Currently, studies on adaptation strategies and social resilience in Indonesia are rare, highlighting the importance of this research in filling this gap. Considering a systems perspective, strategies can be implemented to reduce vulnerability and enhance resilience [50, 51].
This paper presents an analytical description of the current flood control system in Bekasi City. A research flowchart is shown in Figure 1.
To obtain an overview of Bekasi City's existing flood control system, problems were identified using a causal loop diagram. A descriptive analysis of Bekasi City's flood control system is needed to determine what inputs can and cannot be controlled and to know what outputs are desired and what outputs are not.
Data sources came from preliminary discussions or brainstorming with the Regional Development Planning Agency, Department of Highways and Water Resources, and Bekasi City Regional Disaster Management Agency (BPBD), coupled with supporting data such as 2005-2020 flood data (tabular and spatial) and regional agency strategic plans. The matrix in Table 2 summarizes the types and techniques of data collection required for the existing conditional analysis.

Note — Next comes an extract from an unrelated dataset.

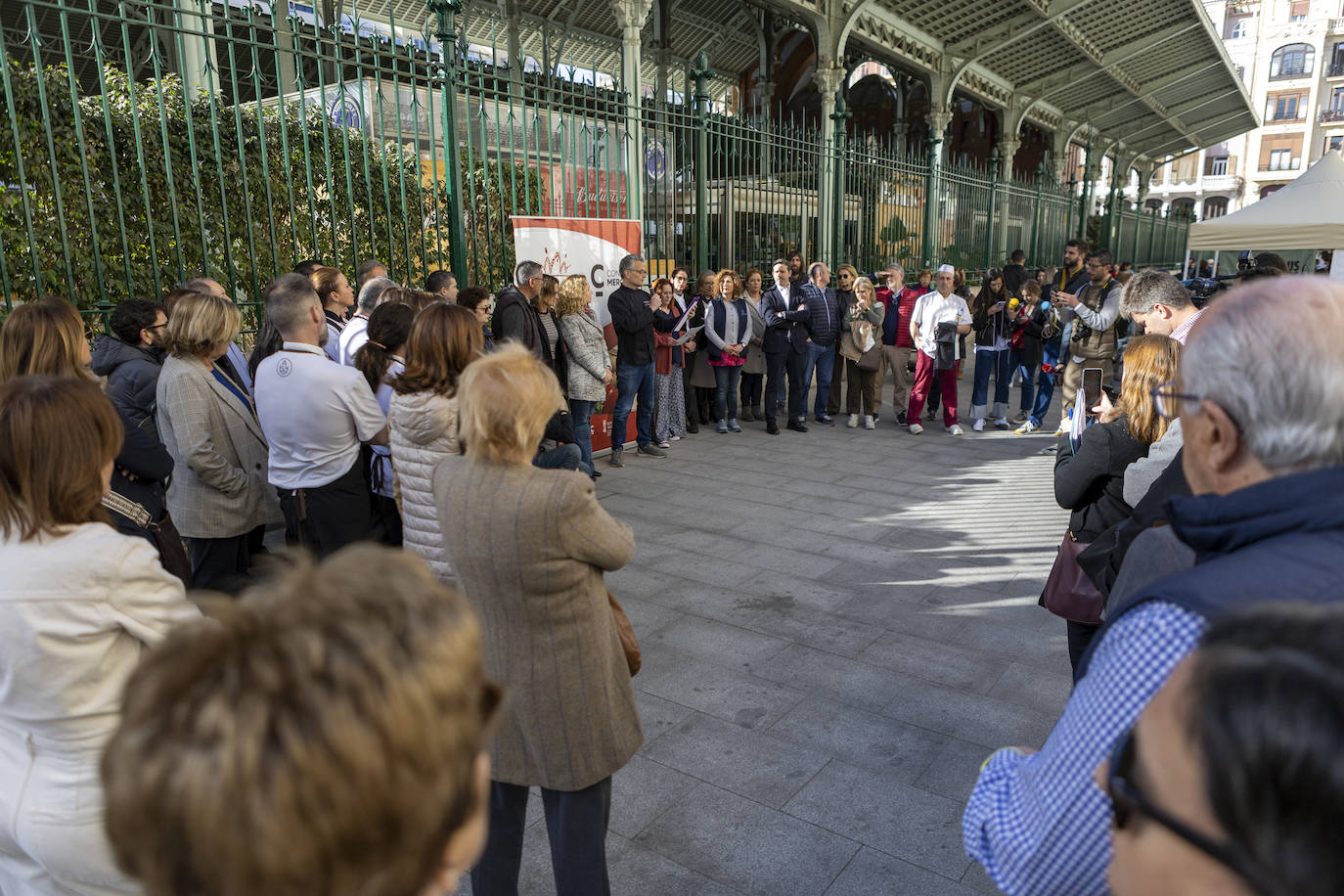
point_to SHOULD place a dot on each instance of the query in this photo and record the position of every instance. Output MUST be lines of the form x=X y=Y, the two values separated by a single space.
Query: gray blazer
x=588 y=357
x=219 y=454
x=531 y=561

Figure 1. Research flow chart
Table 2. Data types and sources
|
Objective |
Data |
Data Source |
Method |
Output |
|
Analyzing Bekasi City's current flood control system |
Administrative map |
Regional development planning agency |
Descriptive analysis |
Description of the Bekasi City flood problem situation and governance of the flood control system in the form of a "business process map |
|
Flood control structure data |
National Disaster Management Agency (BNPB) |
|||
|
Strategic Plan related to flood/disaster control in each Regional Office |
Regional Disaster Management Agency |
|||
|
Department of Highways and Water Resources |
||||
|
City Planning Agency |
4.1 General overview
Located adjacent to DKI Jakarta Province, West Java Province encompasses Bekasi City. Situated adjacent to Indonesia's capital, Bekasi City offers numerous transit and communication benefits. The geographical coordinates of Bekasi City are 106o48'28''-107o27'29″ East Longitude and 6o10'6''-6o30'6'' South Latitude. Twelve (12) sub-districts comprising 56 urban villages, were established under Bekasi City Regional Regulation Number 04 of 2004. Bekasi comprises an area of 210.49 square kilometers. Location map of Bekasi City (Figure 2).
Based on the BNPB's study, Bekasi City has a moderate to high level of danger. Through the INARisk application, BNPB identifies areas that are frequently flooded (Figure 3). In Bekasi City, these areas are located in the North Bekasi, South Bekasi, and Medan Satria subdistricts. Areas in the South Bekasi Sub-district, which are prone to flooding, are areas passed by the Bekasi River. However, flooded areas in the North Bekasi and Medan Satria Sub-districts were not passed by the Bekasi, Cakung, or Cibitung Rivers. This indicates that other factors can cause flooding in these areas [52].
Figure 2. Bekasi City map
Figure 3. Flood disaster map of Bekasi City
Source: inaRISK (bnpb.go.id)
A study conducted by the Bekasi City Government in 2021, combined with field observations, revealed that rapid population growth and subsequent demand for residential land are the primary factors contributing to flooding in the city. The increasing population has fueled a surge in urban development, including the construction of residential areas, transportation infrastructure, commercial centers, and service facilities.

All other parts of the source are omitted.